Os resultados do último pleito eleitoral indicam uma inegável vitória dos partidos de centro e centro direita, que conquistaram 82% das 5.519 prefeituras do país, segundo os últimos dados do Tribunal Superior Eleitoral (TSE). Além de esse campo ser fortemente majoritário, conquistando cerca de 4.500 prefeituras, em forte contraste com as cerca de 850 conquistadas pelo campo da centro-esquerda, esse número também cresceu quando comparamos com os dados de 2022. Ou seja, o campo é majoritário e em crescimento.
Em um primeiro momento isso pode parecer estranho em um contexto em que muita se fala em polarização e aumento dos extremos. Para entender isso melhor precisamos ter em conta alguns elementos.
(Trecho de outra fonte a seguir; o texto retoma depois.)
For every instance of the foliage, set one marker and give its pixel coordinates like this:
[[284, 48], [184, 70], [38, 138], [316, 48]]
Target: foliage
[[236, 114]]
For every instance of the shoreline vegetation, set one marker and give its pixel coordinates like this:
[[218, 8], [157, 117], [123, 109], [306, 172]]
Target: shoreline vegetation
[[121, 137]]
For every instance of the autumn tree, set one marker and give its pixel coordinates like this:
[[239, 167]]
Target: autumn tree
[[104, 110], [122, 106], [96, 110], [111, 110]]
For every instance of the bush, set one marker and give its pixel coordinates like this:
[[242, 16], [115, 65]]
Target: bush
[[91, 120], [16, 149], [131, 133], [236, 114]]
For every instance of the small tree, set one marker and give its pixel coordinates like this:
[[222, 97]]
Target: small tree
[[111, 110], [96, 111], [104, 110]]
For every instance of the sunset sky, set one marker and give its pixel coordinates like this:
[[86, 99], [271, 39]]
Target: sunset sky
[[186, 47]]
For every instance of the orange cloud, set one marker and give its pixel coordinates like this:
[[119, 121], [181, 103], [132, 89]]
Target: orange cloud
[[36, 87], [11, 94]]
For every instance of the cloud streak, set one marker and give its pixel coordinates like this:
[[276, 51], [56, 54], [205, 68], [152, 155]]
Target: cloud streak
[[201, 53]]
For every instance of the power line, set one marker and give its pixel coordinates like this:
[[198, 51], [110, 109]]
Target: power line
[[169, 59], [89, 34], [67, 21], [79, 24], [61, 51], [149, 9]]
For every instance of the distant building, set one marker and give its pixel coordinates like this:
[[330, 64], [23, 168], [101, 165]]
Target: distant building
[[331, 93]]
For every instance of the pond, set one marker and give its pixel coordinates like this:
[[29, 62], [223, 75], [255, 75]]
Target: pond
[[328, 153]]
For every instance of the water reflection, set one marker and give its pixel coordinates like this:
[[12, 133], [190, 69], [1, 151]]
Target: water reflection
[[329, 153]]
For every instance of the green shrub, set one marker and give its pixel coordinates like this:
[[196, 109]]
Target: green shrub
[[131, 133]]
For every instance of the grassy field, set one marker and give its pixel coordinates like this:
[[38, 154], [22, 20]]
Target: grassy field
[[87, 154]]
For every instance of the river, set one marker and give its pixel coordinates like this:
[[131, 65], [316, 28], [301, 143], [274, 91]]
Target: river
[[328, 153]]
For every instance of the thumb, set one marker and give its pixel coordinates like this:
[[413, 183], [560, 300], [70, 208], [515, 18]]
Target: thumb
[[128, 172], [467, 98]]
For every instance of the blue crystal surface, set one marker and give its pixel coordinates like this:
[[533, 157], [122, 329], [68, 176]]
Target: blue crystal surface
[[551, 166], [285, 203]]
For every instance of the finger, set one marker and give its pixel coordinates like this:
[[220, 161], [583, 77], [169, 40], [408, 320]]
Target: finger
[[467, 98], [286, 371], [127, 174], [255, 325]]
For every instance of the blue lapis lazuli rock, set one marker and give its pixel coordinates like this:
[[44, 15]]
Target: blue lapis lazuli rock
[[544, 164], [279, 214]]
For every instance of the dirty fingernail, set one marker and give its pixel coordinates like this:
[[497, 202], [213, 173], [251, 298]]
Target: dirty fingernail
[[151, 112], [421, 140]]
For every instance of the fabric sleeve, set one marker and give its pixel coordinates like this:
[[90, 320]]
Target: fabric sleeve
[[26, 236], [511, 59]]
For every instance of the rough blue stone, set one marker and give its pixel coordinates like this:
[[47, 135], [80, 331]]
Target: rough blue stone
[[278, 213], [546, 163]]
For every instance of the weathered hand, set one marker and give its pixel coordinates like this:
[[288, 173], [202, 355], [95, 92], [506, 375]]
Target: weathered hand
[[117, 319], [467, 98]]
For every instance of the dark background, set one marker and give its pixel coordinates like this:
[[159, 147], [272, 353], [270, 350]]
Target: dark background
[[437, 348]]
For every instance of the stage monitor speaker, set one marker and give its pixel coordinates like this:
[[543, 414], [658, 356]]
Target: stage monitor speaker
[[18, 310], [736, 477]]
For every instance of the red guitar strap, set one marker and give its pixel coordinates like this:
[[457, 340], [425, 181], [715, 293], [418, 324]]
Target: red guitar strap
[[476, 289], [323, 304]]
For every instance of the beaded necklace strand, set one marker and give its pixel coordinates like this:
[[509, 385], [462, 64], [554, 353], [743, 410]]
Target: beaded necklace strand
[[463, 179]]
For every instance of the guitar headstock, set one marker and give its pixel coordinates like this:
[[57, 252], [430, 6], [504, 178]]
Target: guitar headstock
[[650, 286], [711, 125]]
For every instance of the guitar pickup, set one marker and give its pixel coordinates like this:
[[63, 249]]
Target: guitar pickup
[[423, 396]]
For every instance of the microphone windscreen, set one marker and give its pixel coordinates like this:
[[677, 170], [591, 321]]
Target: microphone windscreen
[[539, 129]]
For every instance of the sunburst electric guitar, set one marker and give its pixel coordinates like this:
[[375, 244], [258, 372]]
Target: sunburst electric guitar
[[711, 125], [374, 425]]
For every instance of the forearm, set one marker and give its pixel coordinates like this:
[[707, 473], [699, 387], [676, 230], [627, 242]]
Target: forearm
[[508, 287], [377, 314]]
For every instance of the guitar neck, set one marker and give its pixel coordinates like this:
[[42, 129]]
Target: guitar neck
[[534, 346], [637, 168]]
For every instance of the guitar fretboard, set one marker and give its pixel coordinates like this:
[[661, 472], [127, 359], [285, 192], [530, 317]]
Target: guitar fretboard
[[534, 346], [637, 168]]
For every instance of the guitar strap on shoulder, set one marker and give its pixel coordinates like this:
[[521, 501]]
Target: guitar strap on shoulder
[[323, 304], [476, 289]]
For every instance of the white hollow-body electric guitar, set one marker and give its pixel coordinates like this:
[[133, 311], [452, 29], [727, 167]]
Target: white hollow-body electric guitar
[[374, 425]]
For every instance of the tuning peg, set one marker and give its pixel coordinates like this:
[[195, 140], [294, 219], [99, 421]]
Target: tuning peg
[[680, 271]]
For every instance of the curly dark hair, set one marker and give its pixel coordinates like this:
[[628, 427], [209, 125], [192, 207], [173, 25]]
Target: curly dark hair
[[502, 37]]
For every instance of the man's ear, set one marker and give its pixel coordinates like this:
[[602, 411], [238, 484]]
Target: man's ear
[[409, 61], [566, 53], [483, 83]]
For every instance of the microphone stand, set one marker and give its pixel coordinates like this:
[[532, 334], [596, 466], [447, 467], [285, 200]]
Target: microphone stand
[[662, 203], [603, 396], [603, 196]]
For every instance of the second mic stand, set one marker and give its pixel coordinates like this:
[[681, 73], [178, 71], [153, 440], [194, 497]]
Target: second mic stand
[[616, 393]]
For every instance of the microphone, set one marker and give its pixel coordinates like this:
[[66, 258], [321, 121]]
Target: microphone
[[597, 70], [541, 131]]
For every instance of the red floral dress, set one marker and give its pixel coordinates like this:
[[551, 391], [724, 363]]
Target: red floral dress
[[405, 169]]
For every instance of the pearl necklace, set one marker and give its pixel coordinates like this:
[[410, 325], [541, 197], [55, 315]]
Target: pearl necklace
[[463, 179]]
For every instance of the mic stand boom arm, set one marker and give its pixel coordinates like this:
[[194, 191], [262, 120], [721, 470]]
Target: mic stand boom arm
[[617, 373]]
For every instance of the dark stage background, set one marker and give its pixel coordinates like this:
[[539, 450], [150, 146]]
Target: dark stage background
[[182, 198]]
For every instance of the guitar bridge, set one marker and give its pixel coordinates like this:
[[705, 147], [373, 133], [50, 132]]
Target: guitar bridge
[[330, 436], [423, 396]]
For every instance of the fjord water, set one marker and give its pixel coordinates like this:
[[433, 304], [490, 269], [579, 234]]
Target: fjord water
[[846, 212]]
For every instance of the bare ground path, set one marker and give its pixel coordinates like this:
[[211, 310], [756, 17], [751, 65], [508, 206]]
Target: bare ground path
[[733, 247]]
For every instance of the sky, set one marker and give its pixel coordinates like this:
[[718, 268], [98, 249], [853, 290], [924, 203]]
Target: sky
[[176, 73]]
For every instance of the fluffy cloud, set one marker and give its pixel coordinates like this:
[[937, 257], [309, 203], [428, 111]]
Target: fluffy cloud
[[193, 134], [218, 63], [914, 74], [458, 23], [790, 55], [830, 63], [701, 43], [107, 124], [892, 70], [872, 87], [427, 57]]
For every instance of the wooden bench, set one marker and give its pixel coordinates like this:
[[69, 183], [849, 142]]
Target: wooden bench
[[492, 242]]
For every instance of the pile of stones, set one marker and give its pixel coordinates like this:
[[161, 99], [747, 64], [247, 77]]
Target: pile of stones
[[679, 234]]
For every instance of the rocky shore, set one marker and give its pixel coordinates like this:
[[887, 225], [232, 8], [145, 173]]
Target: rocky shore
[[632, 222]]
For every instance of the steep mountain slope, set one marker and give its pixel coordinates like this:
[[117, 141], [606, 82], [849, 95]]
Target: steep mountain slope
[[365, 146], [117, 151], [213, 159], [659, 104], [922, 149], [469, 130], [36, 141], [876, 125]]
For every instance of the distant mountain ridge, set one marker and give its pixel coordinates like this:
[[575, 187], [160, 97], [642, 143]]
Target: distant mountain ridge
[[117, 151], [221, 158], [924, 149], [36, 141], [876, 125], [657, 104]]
O primeiro que vale mencionar é que estamos falando de eleições municipais, que em geral carregam características próprias e não costumam reproduzir as lógicas das eleições nacionais.
Em segundo lugar, nesse tipo de eleição os partidos políticos contam muito. O que queremos dizer com isso é que suas estruturas, organização e capacidade de coordenação interna são muito importantes. Afinal, são milhares de municípios em que se disputa a prefeitura e a câmara dos vereadores, o que exige muita articulação, montagem de boas nominatas e muito trabalho interno para que os resultados sejam positivos.
Nesse sentido, é mais fácil para um partido conseguir a Presidência da República, como partidos fracos conseguiram com Collor em 1989 ou Bolsonaro em 2018, do que conseguir conquistar parte expressiva das prefeituras do país e, mais importante ainda, manter ou ampliar essas conquistas de maneira consistente.
Isso tudo sugere que ali, na política local, do corpo a corpo, a organização dos partidos e os interesses e necessidades locais contam mais do que uma grande polarização ideológica ou afetiva[1].
Olhando para essa eleição, se considerarmos a polarização política sob a ótica partidária, podemos dizer que apenas duas capitais tiveram uma disputa muito acirrada em torno dos ditos polos, que seriam PT e PL: Foram Fortaleza e Cuiabá.
Deixando de lado os partidos e olhando para os líderes políticos que representam esses polos, tudo apontou também para uma baixa capacidade de influência. Podemos dizer que Lula e Bolsonaro não foram muito bem-sucedidos em influenciar os eleitores. Os nomes que receberam seus respetivos apoios não obtiveram um sucesso estrondoso nas urnas. Pelo contrário: muitos amargaram derrotas.
Ainda podemos mencionar São Paulo como um caso um pouco peculiar, pois, embora seja a capital que costuma chegar mais perto de reproduzir as polarizações nacionais, o último pleito demonstrou algumas coisas ambíguas e que ainda precisarão ser mais bem analisadas, como a presença de uma figura outsider que quase foi para o segundo turno e produziu um racha na direta mais radical.
Curitiba também parece revelar certa falta de coesão nesse espectro político, pois o nome apoiado pelo político Bolsonaro não coincidiu com o nome apoiado pelo partido de Bolsonaro. E lá também seu apoio não se traduziu em vitória eleitoral.
Ainda há muitas coisas a serem melhor entendidas sobre essa eleição, mas nos parece possível afirmar duas coisas: Há um enorme sentimento de rejeição ao que vem representando esses polos. E há, em que pese as diferenças entre as eleições municiais de 2024 e as que virão em 2026, uma via que se abre para os partidos que prezam pela moderação, pelo bom senso e pelo diálogo.
Se esse for o recado que sai das urnas de 2024, é possível dizer que o consistente crescimento do Podemos – aumento de cerca de 30% de prefeituras e de cerca de 60% de vereadores! – é sinal de que o partido está atento ao recado.